Based on what I doodled, what saw the most use were:

  • Conid Slimline with vintage nib; ink, Colorverse Space Laika
  • Nakaya Sumiko Skull, Spencerian grind nib; ink, Pilot Blue Black
  • Newton Bamboo, vintage nib; ink, R&K Sketch Ink in Frida

(The Pareto principle was more than fair in this case.)

To cover my ink bases, I chose:

  • Pilot Blue Black
  • R&K Sketch Ink in Frida and Carmen (water-resistant and waterproof, respectively)
  • Colorverse Space Laika (which separates into dusky purple and ochre when diluted with water on sized paper)
  • Organic Studios Nitrogen (a strong tint of turquoise when washed with water)
  • Robert Oster Signature in Viola, Caffe Crema, and Purple Soul
  • Monteverde in Rose Noir
  • KWZ Ink in Honey
  • PenBBS in June Pearl
  • Sailor Shikiori in Rikyucha and Yodaki
  • de Atramentis Document ink in White (in a waterbrush)
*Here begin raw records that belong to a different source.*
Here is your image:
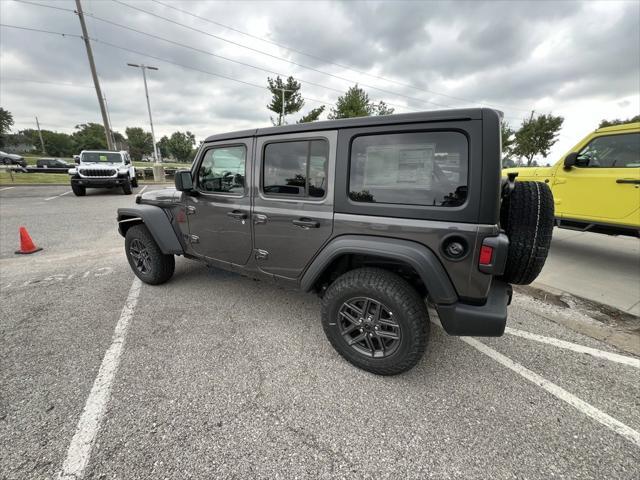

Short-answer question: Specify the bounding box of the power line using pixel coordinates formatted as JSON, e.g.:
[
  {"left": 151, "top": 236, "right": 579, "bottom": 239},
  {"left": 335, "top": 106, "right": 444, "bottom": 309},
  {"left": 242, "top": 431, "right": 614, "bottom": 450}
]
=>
[
  {"left": 0, "top": 76, "right": 93, "bottom": 88},
  {"left": 15, "top": 0, "right": 417, "bottom": 111},
  {"left": 14, "top": 0, "right": 529, "bottom": 116},
  {"left": 0, "top": 23, "right": 335, "bottom": 106},
  {"left": 151, "top": 0, "right": 529, "bottom": 112}
]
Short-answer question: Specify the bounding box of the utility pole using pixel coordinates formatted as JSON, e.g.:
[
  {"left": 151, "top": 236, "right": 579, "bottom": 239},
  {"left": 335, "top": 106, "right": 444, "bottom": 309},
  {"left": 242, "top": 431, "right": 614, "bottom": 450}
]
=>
[
  {"left": 127, "top": 63, "right": 164, "bottom": 182},
  {"left": 76, "top": 0, "right": 114, "bottom": 150},
  {"left": 102, "top": 94, "right": 118, "bottom": 150},
  {"left": 36, "top": 117, "right": 47, "bottom": 155},
  {"left": 279, "top": 88, "right": 295, "bottom": 125}
]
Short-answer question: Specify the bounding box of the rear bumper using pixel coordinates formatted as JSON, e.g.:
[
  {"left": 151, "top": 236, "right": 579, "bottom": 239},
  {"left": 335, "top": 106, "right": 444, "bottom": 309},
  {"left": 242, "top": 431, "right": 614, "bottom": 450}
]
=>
[
  {"left": 71, "top": 177, "right": 127, "bottom": 188},
  {"left": 436, "top": 279, "right": 512, "bottom": 337}
]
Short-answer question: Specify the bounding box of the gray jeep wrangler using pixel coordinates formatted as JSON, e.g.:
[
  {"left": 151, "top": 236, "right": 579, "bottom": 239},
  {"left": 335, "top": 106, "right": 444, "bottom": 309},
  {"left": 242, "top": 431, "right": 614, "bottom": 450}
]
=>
[{"left": 118, "top": 109, "right": 553, "bottom": 375}]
To carry the pens, I used a Musubi 2-pen case, a Nock Co. Brasstown, plus a couple of pen wraps from Gav & Sav. I made sure the cases traveled upright. The Tom Bihn Maker Bag groaned, but the partitions did their job.


It won’t kill me to carry just two notebooks. (For most of the trip, I used the Musubi diary, followed closely by the MD Cotton notebook.)

Because of ink commitment phobia, pen redundancy happened. I brought along too many pens for ink variety. In the future, I need to stick to a few pens that fulfill the trifecta: right nib, right ink, photography-friendly form. (I might also need to consciously constrain my definition of “few.”)

Watercolor can provide the color variety I want, so I don’t need to fret over the number of inks I might need.

Clairefontaine notebook and two school pens

I returned with more pens and notebooks than I left with, because a papeterie ambushed me, not to mention the school supplies section in Monoprix. So much for restraint. The next trip could be a chance at redemption – or weary affirmation. Who knows?